Although we’ve learned to take Moulin Rouge revival projects with a shakerful of salt, the latest round of interest is drawing some serious players, such as the Southern Nevada Regional Housing Authority. Its piquant plan would mix affordable housing, dining and—yes—a casino. (Here’s your chance to get in on the ground floor, Frank Fertitta III.) The idea is to pay homage to the Moulin Rouge’s nightlife origins, at least in part. The idea is create a money-spinner that will generate funds for affordable-housing projects in other parts of the county.
* The takeover of Caesars Entertainment by Eldorado Resorts seems such a done deal could anything gum up the works? Yes, says the Motley Fool. First, shareholders—who are experiencing a drag in the ERI share price—could nix the deal. “In a move that illustrates just how desperate Eldorado was to find financing, it agreed to a $98.5 million increase in rent payments to [Vici
Properties] in exchange for $1.4 billion of the $3.2 billion in REIT financing. It’s literally mortgaging its future to get the deal done, and that may not sit well with the market.” Secondly, the economy has to cooperate. One downturn and it’s the Caesars bankruptcy all over again. And although Eldorado says it has earmarked $385 million worth of assets to sell, that may not be enough to mollify antitrust concerns. Nor may Eldorado get premium prices on those assets, since the market knows that the pressure’s on for it to sell.
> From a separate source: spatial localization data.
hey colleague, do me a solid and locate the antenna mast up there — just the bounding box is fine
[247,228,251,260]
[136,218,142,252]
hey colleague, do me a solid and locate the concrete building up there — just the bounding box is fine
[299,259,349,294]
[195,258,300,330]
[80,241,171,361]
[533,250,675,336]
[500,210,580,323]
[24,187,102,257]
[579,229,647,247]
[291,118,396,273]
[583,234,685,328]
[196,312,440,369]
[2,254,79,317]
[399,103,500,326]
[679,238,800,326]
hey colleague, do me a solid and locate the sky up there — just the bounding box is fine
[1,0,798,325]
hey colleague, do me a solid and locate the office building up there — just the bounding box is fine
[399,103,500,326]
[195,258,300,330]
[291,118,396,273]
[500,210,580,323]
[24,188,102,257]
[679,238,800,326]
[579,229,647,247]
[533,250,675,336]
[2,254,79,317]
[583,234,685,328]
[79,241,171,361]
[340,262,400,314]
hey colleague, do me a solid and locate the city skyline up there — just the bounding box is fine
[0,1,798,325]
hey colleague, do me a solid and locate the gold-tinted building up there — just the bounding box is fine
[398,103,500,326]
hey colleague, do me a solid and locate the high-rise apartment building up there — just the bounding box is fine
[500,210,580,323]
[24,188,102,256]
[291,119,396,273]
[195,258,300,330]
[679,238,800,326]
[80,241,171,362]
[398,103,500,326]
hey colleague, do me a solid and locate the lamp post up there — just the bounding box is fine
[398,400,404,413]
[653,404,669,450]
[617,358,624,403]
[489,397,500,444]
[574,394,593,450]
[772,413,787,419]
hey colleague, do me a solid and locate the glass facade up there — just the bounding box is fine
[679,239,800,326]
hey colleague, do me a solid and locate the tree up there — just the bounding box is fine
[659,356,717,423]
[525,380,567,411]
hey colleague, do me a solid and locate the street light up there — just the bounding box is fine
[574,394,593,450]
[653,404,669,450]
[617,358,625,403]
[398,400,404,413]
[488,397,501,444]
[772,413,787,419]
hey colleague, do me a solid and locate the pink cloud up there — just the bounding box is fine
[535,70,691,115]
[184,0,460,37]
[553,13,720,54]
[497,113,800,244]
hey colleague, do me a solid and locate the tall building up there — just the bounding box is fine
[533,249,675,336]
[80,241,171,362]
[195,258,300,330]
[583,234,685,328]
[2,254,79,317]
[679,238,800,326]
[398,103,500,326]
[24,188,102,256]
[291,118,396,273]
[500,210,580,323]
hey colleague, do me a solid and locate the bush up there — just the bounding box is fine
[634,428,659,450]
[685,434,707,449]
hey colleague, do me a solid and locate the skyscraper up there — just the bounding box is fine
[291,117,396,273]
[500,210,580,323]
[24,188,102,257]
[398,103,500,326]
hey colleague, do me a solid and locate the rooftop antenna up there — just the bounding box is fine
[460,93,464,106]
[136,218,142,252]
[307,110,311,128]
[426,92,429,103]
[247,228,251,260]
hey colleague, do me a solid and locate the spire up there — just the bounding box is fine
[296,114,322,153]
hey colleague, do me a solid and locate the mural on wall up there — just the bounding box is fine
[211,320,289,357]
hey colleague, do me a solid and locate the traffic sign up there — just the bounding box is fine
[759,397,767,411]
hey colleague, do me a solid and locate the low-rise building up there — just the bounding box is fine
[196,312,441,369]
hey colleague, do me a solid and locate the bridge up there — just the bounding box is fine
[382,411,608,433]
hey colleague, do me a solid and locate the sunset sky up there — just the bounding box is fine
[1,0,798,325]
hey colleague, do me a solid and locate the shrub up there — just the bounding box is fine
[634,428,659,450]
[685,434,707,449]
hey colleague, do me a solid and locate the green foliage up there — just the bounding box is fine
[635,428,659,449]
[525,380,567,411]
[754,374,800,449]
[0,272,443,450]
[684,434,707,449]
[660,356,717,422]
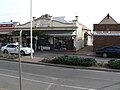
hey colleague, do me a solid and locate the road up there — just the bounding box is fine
[0,60,120,90]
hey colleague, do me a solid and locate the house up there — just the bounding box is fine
[16,14,91,51]
[93,14,120,52]
[0,21,19,46]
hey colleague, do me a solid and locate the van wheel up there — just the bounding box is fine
[103,53,107,58]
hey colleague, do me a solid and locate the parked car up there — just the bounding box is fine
[96,46,120,58]
[1,43,34,55]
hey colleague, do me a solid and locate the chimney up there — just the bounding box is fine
[75,16,78,21]
[33,17,36,21]
[107,13,110,19]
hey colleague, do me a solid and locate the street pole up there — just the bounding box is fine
[30,0,33,59]
[18,30,22,90]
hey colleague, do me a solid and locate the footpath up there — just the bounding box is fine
[13,55,120,73]
[19,45,95,63]
[1,46,120,72]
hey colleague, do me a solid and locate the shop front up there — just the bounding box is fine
[36,36,74,51]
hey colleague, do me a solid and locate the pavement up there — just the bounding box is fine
[1,45,120,72]
[35,45,95,56]
[19,45,95,62]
Finally, writes Travis Hoium, “Eldorado has been extremely successful at leveraging low interest rates and steadily growing gambling revenue to grow over the past five years, but this deal may turn out to be a step too far.”
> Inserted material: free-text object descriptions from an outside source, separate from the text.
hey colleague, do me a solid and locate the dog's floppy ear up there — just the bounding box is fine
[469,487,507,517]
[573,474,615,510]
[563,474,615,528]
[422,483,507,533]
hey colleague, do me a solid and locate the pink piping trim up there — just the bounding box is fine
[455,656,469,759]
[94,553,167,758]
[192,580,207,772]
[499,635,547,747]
* Miller time at the American Gaming Association means a muscled-up research arm and an increased state-level emphasis, as more and more American states grapple with this newfangled thing called sports betting. AGA President Bill Miller believes the research is already paying off, especially
when major sporting leagues come rattling their tin cup for “integrity fees.” “They’re 0 for 19 so far,” he told the Las Vegas Review-Journal. He added, “The leagues obviously have a responsibility to run their teams with integrity, but they had that responsibility well before sports betting moved into these states. That’s why the legislators reject that argument that there be an additional fee to do what they had done previously.” The AGA is also going international, advising companies on how to best represent themselves in Japan. Gaming has a compelling story to tell and the AGA is in a good position to help shape the message.
* Casino compacts in Oklahoma expire at the end of this year. Gov. Kevin Stitt is saying a lot of nice things about the state-tribal partnership but makes one thing crystal clear: He wants “exclusivity fees” (read: taxes), exponentially higher to judge from the examples he cherry picks. Something tells me Stitt’s going to be in for a fight, although it’s brave of him to lead with his chin on this issue.
* Ocean Resorts often lags the Atlantic City market in several respects. However, its brand-new, high-tech, wraparound sports book may raise the bar for everybody on the Boardwalk.

The sports book at The Ocean is the best one in the city; by far. I hope it brings in more customers for them; as it appears it is doing.